Li Daoyuan acted on a lot of high posts in the local administration. In 527 he was assassinated by a the rebel Xiao Baoyin (萧宝夤).
For his commentary Li Daoyuan did not only have the necessary geographical experience from his profession when he was inspecting canals, dykes and river, but he also studied a lot of old and contemporary books on geography. The original Shuijing only dealt with 137 rivers, and Li Daoyuan added so much information about other rivers that the Shuijingzhu can not dealt with as a commentary but is in fact a book of its own. It is twenty times as large as the old Shuijing and discusses the geographical course and the cultural background of 1,252 rivers and creeks. The importance of the Shuijingzhu lies in its character as a vast treasury for all types of information on the local economy, society, and geography, not only during the Northern Dynasties period but through the ages. The rivers are described from their source, with the tributaries, river forks and so on down to their estuary mouth. All this is very important information for the reconstruction of the early Chinese hydrologic environment. Li Daoyuan, collecting written sources and writing from his own experience, is very cautious towards his sources.

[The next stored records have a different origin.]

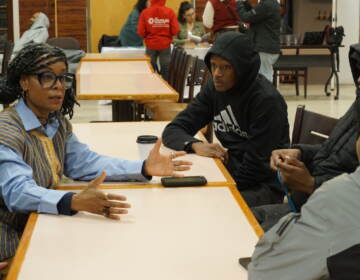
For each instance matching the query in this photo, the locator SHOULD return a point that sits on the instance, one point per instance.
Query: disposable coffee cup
(145, 144)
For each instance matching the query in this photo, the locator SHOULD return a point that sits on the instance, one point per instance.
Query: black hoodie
(337, 154)
(250, 120)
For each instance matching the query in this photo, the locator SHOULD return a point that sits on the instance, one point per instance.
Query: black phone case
(183, 181)
(244, 262)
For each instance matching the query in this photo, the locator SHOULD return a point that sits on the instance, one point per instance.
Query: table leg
(122, 110)
(334, 73)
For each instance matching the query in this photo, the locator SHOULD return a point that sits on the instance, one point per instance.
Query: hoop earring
(24, 93)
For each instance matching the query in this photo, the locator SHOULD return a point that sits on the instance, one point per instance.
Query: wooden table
(129, 56)
(329, 60)
(170, 233)
(109, 67)
(123, 82)
(119, 140)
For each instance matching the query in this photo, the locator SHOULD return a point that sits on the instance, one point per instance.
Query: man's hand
(93, 200)
(296, 176)
(164, 165)
(3, 265)
(279, 156)
(210, 150)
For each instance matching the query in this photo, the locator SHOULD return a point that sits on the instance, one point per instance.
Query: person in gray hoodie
(37, 33)
(323, 241)
(265, 23)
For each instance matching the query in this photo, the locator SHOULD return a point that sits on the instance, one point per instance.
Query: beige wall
(107, 17)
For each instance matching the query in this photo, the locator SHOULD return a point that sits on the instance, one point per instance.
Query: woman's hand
(279, 156)
(164, 165)
(95, 201)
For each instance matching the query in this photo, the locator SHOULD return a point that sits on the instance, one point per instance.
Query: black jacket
(337, 154)
(265, 21)
(250, 120)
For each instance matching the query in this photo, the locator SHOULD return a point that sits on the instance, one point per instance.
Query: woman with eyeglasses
(37, 146)
(188, 25)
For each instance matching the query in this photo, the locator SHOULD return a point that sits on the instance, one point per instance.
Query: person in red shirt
(157, 25)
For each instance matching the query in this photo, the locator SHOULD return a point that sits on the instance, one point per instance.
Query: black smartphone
(244, 262)
(187, 181)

This makes his book even more valuable. One exception is that he was not able to deal with rivers of southern China with the same diligence as that of the north because China was divided at that time.
During the ages many errors have crept in, mainly in places where the old Shuijing was confused with Li Daoyuan’s part. The Qing period (1644-1911) scholars Quan Zuwang (全祖望), Zhao Yiqing (赵一清) and Dai Zhen (戴震) tried to amend those errors. In the late 19th century Yang Shoujing (杨守敬) collected those commentaries in his publication called Shuijingzhu shu (水经注疏).